After posting that poem. I just thought of Shennan.
Shennan was a twisted soul, maybe that’s why.
Last year he killed himself on the train tracks. It was in the next town over but I woke up in the middle of the night, (actually it was the early morning) by the sound of the train. I jumped. It was so loud it startled me out of my sleep. I walked around the house listening to it blowing, and blowing it’s whistle. It was not like a normal train sound, it was eerie and constant. It woke up some of my kids, my daughter – the one with a tendency for psychic predictions, asked me what happened. I didn’t know, I think I said it was probably a moose on the tracks. It went on for at least 20 minutes.
And in the morning I found out, Shennan was dead.
The train whistle in the middle of the night will forever remind me of that night.
We did not have that close of a relationship. At least not as adults. As kids our mothers were friends, they were both hippies they got high together, sitting in a circle, passing a joint we played around them without a clue.
We used to go to their house, because my father would not let my mother smoke, so she hid it. They had a potbelly pig, a garden, and they lived in the middle of nowhere.
And Shennan and his sister were totally cool, they had awesome names, Brie and Shennan, Brie was older, pretty had big boobs and was not interested in being bothered by me whatsoever, she would hang out with my older sister. And he had this long black hair and posters all over his bedroom door, it was like his sanctuary, loud music playing, those posters and a crazy-hyper energy. I have no idea how old we were, but we were young.
Of course I had a crush on him. How couldn’t I? He swore at his mom, we both ate tofu, and lived in the middle of the woods; Our mothers were crazy.
But as time passed we didn’t see each other anymore (which after his death, my mother explained to me was because of the way that his mother was raising them.)

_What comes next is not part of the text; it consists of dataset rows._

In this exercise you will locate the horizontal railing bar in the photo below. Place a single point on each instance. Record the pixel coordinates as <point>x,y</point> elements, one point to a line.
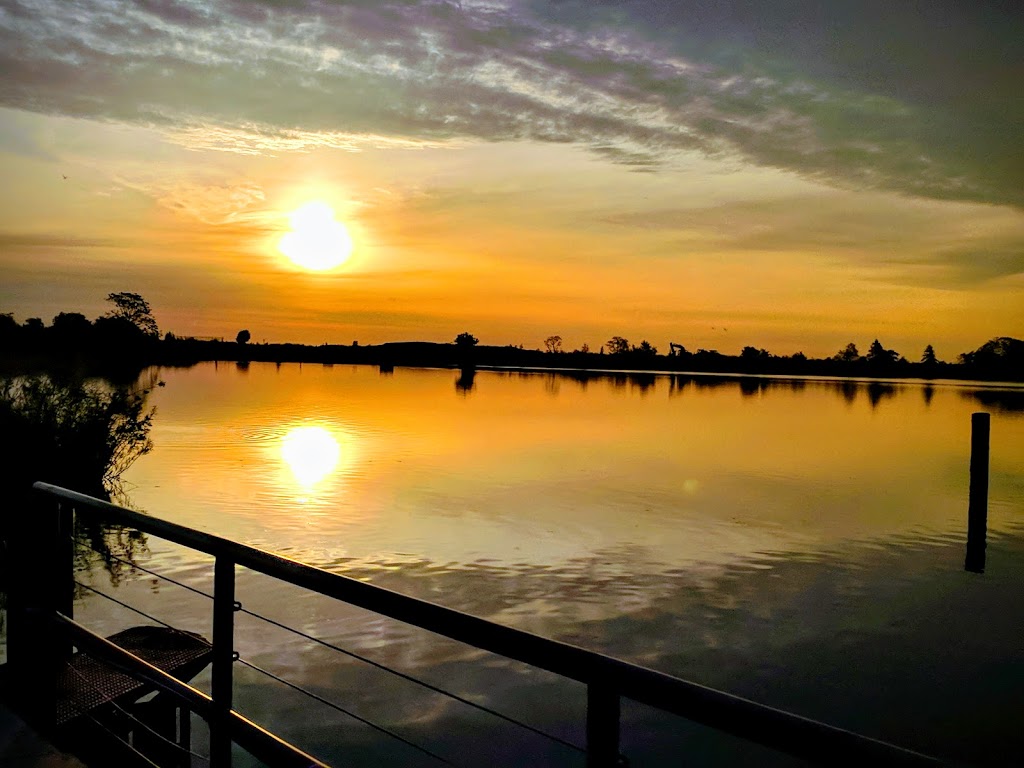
<point>784,731</point>
<point>258,741</point>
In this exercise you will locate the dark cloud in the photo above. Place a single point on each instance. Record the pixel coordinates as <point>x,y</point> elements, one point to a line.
<point>922,98</point>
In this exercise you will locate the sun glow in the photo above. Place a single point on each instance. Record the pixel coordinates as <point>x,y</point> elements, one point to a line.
<point>317,241</point>
<point>311,454</point>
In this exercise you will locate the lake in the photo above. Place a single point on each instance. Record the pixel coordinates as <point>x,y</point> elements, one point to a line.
<point>797,542</point>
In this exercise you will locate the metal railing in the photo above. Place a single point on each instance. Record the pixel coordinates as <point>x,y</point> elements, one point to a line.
<point>607,679</point>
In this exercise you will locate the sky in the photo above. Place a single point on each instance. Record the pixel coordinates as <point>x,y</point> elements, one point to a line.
<point>788,174</point>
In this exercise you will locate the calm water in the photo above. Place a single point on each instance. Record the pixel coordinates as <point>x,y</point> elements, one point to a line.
<point>798,543</point>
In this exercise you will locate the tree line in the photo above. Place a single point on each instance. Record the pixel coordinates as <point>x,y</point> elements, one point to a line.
<point>128,334</point>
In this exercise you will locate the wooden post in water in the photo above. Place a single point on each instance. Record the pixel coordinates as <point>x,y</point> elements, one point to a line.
<point>977,516</point>
<point>223,657</point>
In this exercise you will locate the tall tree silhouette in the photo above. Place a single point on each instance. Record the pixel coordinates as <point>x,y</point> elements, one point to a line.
<point>134,309</point>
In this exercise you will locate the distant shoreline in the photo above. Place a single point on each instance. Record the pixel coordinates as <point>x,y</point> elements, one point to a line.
<point>122,361</point>
<point>430,354</point>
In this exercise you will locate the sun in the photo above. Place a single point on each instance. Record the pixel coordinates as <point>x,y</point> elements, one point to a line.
<point>317,241</point>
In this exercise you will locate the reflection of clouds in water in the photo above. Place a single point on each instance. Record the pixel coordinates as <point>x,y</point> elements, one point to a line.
<point>827,634</point>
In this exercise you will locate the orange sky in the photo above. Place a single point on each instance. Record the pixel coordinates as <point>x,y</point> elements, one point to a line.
<point>502,187</point>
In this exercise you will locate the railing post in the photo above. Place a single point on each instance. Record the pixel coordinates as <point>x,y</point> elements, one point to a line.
<point>977,516</point>
<point>602,726</point>
<point>223,659</point>
<point>40,583</point>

I grew up, had kids or maybe had kids, then grew up – and totally forgot that Shennan Stevens ever existed. Until one day I saw him and found out that he was actually friends with a lot of the people that I was close too – my best friend, my sister in law. I was introduced. I was introduced, and we just looked at each other, and he hugged me and we said, “yes we do know each other.”
Um. Shennan….Really? This could not be Shennan. This was not the same cute boy with the blue eyes and jet black long hair…. This was a skinny old dude, shorter than me, with no hair and he was clearly obnoxious (that part at least remained.)
Over the next few years we saw eachother hear and there. We were friends on Facebook, then I had to delete him off facebook a few times because of his insane out there posts which sometimes made me question what realm he was living in. His posts could at any point reference fucking his mother, or being molested by his dead dog, postmortem molestation or something inappropriate about a child. That’s where I draw the line though.
His mind was wild and insane.
I was not really close to him, but we shared a common bond and when he hugged me after all those years I could feel it in his hug; we both came from the same place of crazy.
His mother, my mother.
They hurt us in a way that only crazy poems and random posts on Facebook can explain.
Shennan took the easy way out. Medicating himself with liquor, drugs and then ultimately the final jump onto the train tracks at the perfect moment, the ultimate high.
My mom told me that his mother was the ultimate extreme un-parent-er. She taught them to defy everything, to listen to noone, that clothes were optional, and basically let them fend for their selves. Of course this is just third party hear-say, I don’t know if it was true and I was too little to really know back then but when Shennan and I did have a conversation about our childhood and I asked how his mother was, he told me he hated the bitch and didn’t talk to her.
So back into my life, then out a brief whistle.. Shennan is gone. I on the other hand, am still here, fighting the fight, fighting the battle. Listening to crazy when it pops up every now and then.
Fuck you Shennan; for giving up the battle, for spitting in our faces, for making the train whistle remind me of death, of silence and of childhood.